Shares in Saga (LON:SAGA) have jumped in London in today’s session as the cruises-to-insurance company for the over-50s announced that it had inked a new quota share agreement with NewRe and Hannover Re. The new deal marks a boost for the lifestyle group, whose shares plunged in December after the company cautioned on profits, disclosing that it had seen more challenging trading environment, and was impacted by the collapse of Monarch Airlines.
As of 13:07 GMT, Saga’s share price had added 2.77 percent to 114.90p, outperforming the FTSE 250 index which currently stands 0.83 percent higher at 19,376.49 points. The lifestyle group’s shares have lost nearly 38 percent of their value over the past year, as compared with about a 3.5-percent rise in the mid-cap index.
Share quota deal
Saga announced in a statement today that it had entered into a new quota share arrangement with NewRe and Hannover Re to cover 80 percent of the underwriting risk of motor policies of AICL, its in-house underwriter. The new deal is set to take effect from February 1, 2019.
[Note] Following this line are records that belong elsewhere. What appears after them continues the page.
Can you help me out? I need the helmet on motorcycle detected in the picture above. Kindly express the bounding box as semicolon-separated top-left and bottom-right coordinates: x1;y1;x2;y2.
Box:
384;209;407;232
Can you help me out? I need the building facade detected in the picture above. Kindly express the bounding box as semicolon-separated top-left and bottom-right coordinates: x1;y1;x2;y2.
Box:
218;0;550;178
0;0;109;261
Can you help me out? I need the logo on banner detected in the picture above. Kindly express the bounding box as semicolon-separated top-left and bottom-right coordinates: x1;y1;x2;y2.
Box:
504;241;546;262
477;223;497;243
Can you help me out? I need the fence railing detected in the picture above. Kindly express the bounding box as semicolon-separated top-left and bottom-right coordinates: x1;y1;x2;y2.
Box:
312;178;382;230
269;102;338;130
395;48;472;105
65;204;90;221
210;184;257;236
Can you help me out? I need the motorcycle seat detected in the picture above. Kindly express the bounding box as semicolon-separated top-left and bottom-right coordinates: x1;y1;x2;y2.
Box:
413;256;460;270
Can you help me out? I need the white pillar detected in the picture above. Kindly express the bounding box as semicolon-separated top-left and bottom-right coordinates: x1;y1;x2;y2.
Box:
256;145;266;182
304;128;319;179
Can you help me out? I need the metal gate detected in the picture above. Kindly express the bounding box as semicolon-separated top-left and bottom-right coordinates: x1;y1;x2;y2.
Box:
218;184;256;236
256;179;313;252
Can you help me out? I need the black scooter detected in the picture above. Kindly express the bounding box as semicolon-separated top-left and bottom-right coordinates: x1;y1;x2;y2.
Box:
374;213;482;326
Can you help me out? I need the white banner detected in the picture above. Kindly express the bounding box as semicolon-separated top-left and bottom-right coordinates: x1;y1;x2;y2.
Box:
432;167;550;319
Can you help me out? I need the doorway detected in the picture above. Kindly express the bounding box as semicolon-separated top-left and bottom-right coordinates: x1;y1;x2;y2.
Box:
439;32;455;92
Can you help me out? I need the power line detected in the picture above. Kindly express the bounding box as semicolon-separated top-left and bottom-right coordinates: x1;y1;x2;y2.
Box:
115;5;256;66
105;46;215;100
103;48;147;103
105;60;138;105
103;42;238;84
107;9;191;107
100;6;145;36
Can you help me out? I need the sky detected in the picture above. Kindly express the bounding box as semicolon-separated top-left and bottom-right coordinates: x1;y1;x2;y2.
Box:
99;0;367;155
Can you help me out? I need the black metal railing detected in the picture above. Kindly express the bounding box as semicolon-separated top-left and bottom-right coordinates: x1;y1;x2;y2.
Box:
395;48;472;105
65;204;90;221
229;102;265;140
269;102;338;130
“The new quota share arrangement and the addition of Hannover Re as a partner provides further evidence of the stability and high quality of our underwriting business,” Saga’s chief executive Lance Batchelor commented in the statement. The company further noted that the increase of its quota arrangement from 75 percent to 80 percent was in line with its overall strategy, and reduced its exposure to underwriting risk.
Analysts weigh in
Reuters quoted Peel Hunt as noting that the agreement provided AICL with further capital relief and downside protection.
“This new program is a positive and shows that the underwriting quality within the insurance business remains high, albeit moving to 80 percent risk transfer gives the reinsurance panel more say in the underwriting strategy,” the analysts pointed out.